Tuesday, July 10, 2012

6th July, St Albans


Conference Weekend Battlefield Visit

It has become customary for at least some of the travelling fraternity to gather for lunch on the Friday of COW at a site of miltary historical interest - and this year Mike Elliott showed us around medieval St Albans.

 (rainy explorers finding the ditch defence of medieval St Albans)

The so-called Wars of the Roses (discuss ...) began here in 1455 when the Duke of York and Neville Earls of Warwick and Salisbury pressed their claim in the face of Henry's Royal Standard - outright rebellion.

Henry raised his standard in St Peter's Street in the centre of the town, and the Yorkists chose not to defer but attacked the defences from the East, broke through the houses and yards and made their way to the town centre.

(the Battle of St Albans from the Maltings Car Park)

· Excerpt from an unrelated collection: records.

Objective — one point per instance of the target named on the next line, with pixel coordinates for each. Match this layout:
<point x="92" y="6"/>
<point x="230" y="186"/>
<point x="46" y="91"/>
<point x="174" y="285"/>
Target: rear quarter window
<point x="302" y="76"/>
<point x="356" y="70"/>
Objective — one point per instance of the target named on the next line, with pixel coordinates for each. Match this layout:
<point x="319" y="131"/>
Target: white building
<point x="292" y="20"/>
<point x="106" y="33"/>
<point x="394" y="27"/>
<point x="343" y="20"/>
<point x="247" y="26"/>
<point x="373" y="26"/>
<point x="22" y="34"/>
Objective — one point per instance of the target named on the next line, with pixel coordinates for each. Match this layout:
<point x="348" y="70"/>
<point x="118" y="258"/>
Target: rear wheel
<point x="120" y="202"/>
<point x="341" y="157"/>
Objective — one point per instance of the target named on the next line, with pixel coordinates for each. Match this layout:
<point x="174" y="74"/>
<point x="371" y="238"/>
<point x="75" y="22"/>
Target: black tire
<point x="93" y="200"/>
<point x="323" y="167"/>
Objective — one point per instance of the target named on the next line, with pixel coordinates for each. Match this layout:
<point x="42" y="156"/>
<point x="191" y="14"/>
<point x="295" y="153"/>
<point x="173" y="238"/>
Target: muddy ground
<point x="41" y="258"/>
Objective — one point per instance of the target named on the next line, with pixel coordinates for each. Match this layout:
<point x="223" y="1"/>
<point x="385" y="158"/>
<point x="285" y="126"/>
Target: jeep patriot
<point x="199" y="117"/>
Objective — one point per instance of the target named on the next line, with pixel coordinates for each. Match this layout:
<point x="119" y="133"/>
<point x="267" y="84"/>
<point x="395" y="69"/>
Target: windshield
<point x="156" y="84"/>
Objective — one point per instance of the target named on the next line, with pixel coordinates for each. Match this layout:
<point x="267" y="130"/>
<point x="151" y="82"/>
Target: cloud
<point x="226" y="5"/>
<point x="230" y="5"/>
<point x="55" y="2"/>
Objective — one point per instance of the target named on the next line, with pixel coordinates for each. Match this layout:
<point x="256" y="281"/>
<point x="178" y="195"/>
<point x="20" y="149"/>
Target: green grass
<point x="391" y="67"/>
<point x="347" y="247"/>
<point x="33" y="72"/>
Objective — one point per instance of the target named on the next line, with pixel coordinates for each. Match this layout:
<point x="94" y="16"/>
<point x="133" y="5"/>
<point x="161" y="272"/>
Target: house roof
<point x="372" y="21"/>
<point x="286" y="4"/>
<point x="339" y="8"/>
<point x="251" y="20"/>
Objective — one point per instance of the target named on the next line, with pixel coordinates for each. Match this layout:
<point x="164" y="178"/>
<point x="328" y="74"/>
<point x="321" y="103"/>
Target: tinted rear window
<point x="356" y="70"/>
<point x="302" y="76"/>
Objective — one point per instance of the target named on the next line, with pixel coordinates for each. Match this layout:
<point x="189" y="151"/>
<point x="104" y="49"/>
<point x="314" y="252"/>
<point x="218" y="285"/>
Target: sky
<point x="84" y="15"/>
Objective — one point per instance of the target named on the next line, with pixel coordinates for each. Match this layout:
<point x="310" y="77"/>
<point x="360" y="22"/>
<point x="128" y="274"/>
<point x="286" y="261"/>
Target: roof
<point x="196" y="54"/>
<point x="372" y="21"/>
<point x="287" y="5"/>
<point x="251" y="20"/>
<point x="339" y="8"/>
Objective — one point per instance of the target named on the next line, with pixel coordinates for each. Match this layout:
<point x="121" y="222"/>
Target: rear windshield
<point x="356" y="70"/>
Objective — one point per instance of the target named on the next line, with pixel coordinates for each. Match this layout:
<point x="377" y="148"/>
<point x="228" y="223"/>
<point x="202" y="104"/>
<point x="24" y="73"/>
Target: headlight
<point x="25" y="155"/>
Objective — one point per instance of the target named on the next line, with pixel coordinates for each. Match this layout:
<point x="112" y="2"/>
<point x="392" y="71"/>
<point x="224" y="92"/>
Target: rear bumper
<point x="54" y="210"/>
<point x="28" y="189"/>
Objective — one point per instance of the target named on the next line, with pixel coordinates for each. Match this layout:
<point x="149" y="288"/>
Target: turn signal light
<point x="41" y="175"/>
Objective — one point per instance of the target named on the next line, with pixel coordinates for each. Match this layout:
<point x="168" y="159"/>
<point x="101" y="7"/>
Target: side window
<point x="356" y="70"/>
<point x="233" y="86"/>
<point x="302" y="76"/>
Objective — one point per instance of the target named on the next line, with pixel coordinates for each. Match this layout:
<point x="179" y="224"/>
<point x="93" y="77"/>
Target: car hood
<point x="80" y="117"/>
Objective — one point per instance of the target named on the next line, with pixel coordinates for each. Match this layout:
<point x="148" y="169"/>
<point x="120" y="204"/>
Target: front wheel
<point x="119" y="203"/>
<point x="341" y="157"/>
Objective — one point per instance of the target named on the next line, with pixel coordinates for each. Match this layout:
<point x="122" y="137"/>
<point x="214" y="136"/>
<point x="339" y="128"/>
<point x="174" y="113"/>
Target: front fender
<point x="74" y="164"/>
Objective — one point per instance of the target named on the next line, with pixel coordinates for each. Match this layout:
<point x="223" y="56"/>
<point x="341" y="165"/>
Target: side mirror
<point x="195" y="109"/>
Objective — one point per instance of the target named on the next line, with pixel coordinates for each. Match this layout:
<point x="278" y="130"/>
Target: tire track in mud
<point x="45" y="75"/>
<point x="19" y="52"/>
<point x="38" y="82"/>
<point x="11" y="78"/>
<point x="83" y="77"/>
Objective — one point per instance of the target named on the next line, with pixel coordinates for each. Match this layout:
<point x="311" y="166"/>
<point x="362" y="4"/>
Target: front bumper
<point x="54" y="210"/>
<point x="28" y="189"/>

We got our best impression of all this from the roof of the Maltings multi-storey car park.

In the picture above, Henry and his household were stationed in the centre of the town, then, as now, running from St Peter's Church (just off to the right) and the precinct of St Albans Abbey where the king had appartments ...

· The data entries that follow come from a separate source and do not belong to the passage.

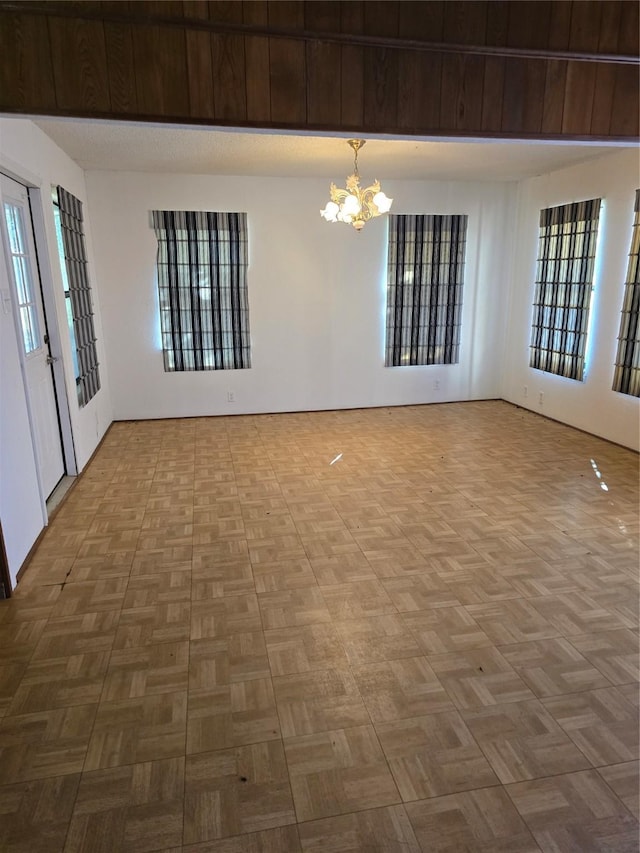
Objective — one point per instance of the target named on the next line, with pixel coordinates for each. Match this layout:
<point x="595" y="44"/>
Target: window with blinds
<point x="77" y="289"/>
<point x="564" y="281"/>
<point x="626" y="378"/>
<point x="425" y="277"/>
<point x="202" y="285"/>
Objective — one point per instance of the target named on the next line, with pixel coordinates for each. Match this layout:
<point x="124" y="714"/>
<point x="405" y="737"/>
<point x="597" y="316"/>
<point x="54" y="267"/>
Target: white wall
<point x="316" y="296"/>
<point x="590" y="405"/>
<point x="29" y="156"/>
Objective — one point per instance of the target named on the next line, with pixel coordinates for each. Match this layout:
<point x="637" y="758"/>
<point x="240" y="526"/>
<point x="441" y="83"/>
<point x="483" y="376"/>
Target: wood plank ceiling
<point x="529" y="70"/>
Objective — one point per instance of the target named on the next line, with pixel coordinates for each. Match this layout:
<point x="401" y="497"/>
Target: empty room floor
<point x="399" y="629"/>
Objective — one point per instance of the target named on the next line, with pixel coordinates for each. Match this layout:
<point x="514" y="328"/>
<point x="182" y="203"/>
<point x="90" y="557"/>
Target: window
<point x="22" y="272"/>
<point x="626" y="378"/>
<point x="424" y="289"/>
<point x="77" y="290"/>
<point x="564" y="281"/>
<point x="202" y="287"/>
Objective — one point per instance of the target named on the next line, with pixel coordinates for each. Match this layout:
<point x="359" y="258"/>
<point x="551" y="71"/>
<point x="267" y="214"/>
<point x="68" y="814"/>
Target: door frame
<point x="33" y="186"/>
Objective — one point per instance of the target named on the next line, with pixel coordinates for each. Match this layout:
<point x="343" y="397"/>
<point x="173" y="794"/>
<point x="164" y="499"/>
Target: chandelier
<point x="354" y="204"/>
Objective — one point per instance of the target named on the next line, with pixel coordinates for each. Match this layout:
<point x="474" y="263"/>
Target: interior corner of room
<point x="316" y="291"/>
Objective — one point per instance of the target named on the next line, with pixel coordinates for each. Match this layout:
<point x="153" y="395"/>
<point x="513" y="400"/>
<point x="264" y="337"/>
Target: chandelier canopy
<point x="354" y="204"/>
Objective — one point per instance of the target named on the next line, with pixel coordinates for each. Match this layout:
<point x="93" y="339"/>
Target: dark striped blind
<point x="564" y="280"/>
<point x="626" y="378"/>
<point x="425" y="276"/>
<point x="202" y="284"/>
<point x="75" y="258"/>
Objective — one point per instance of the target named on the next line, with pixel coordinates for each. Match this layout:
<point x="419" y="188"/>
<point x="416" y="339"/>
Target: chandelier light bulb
<point x="356" y="205"/>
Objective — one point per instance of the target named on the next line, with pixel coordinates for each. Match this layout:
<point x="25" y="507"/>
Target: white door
<point x="32" y="332"/>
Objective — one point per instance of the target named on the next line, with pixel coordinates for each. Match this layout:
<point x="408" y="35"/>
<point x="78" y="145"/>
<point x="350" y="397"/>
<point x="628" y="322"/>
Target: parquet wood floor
<point x="230" y="640"/>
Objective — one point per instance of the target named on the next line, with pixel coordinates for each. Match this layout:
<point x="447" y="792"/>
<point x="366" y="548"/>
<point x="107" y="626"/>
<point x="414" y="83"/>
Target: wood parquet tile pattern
<point x="233" y="639"/>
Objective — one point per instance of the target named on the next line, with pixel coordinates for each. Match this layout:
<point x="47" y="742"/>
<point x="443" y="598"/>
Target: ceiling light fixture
<point x="356" y="205"/>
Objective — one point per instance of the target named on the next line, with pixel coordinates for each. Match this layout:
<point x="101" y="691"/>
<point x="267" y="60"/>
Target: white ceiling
<point x="97" y="145"/>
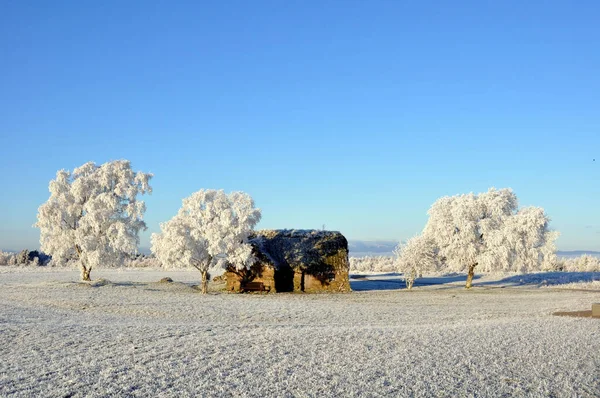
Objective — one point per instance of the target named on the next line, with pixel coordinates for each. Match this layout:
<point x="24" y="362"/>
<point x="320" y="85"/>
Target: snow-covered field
<point x="135" y="337"/>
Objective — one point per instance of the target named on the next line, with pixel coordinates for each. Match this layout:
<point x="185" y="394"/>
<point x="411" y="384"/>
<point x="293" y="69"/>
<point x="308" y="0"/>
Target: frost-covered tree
<point x="93" y="216"/>
<point x="210" y="230"/>
<point x="488" y="231"/>
<point x="417" y="255"/>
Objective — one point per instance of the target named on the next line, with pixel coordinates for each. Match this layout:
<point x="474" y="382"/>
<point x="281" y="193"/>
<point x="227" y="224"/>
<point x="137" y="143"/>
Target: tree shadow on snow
<point x="360" y="283"/>
<point x="545" y="279"/>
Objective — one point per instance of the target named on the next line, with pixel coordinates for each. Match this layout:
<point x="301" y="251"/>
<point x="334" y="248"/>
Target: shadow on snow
<point x="545" y="279"/>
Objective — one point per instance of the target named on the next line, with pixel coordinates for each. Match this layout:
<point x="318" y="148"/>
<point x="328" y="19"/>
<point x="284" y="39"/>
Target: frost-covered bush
<point x="210" y="230"/>
<point x="372" y="264"/>
<point x="490" y="232"/>
<point x="419" y="254"/>
<point x="7" y="258"/>
<point x="93" y="216"/>
<point x="584" y="263"/>
<point x="142" y="261"/>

Amidst the confusion of battle (and the general confusion that surrounded Henry VI customarily), it is almost certain that they were taken by surprise when Warwick's men broke throught the timber and daub walls of the medieval shops and burst into Chequer Street.

(all this in the sight of an Eleanor Cross - just as would happen at Northampton, 5 years later ...)...

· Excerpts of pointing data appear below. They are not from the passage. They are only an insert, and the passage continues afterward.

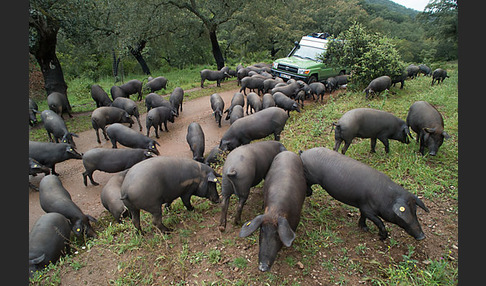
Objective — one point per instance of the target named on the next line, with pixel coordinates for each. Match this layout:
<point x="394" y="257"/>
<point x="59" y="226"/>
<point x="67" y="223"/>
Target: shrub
<point x="367" y="55"/>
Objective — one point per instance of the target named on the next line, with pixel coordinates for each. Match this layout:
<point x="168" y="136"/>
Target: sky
<point x="418" y="5"/>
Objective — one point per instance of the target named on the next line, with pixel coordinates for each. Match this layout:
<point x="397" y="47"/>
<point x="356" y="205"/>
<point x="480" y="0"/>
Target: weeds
<point x="329" y="247"/>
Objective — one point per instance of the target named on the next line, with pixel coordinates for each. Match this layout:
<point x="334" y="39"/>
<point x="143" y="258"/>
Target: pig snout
<point x="420" y="237"/>
<point x="263" y="267"/>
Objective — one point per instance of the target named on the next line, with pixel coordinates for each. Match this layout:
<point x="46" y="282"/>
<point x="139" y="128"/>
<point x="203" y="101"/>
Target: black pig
<point x="55" y="125"/>
<point x="48" y="240"/>
<point x="111" y="161"/>
<point x="237" y="99"/>
<point x="217" y="105"/>
<point x="284" y="194"/>
<point x="53" y="197"/>
<point x="102" y="116"/>
<point x="244" y="168"/>
<point x="370" y="123"/>
<point x="159" y="180"/>
<point x="253" y="102"/>
<point x="130" y="138"/>
<point x="358" y="185"/>
<point x="129" y="106"/>
<point x="255" y="126"/>
<point x="110" y="196"/>
<point x="427" y="122"/>
<point x="176" y="98"/>
<point x="49" y="154"/>
<point x="155" y="84"/>
<point x="100" y="96"/>
<point x="439" y="75"/>
<point x="195" y="139"/>
<point x="158" y="115"/>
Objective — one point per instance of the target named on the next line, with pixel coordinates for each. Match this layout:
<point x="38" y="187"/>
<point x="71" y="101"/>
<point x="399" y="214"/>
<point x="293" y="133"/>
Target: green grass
<point x="329" y="244"/>
<point x="79" y="95"/>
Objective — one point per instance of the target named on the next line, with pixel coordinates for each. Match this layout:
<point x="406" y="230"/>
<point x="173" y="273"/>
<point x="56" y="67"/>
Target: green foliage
<point x="368" y="55"/>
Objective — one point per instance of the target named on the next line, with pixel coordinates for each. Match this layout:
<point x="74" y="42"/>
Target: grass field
<point x="329" y="248"/>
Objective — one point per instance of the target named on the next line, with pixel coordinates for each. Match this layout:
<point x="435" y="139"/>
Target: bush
<point x="368" y="56"/>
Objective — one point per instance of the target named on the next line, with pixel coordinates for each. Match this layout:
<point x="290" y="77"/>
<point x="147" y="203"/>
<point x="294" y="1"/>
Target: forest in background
<point x="90" y="37"/>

Mike has identified the point where Warwick broke through, the buildings of which lasted pretty much until the first War ... so have their traces in early photographs. 

Although the 'battle' took only about half an hour, the melee in the town centre saw the Lancastrian champion, Edmund Beaufort (Duke of Somerset) killed along with Northumberland and Clifford ... and as was to become a feature of the period, Henry, himself, captured.   The anti-Yorkist faction was decapitated and the Nevilles were in the ascendance.

We finished our tour at the abbey ...

(Romanesque details in the historic abbey)

... and reconvened at COW for a weekend's wargaming and symposia ...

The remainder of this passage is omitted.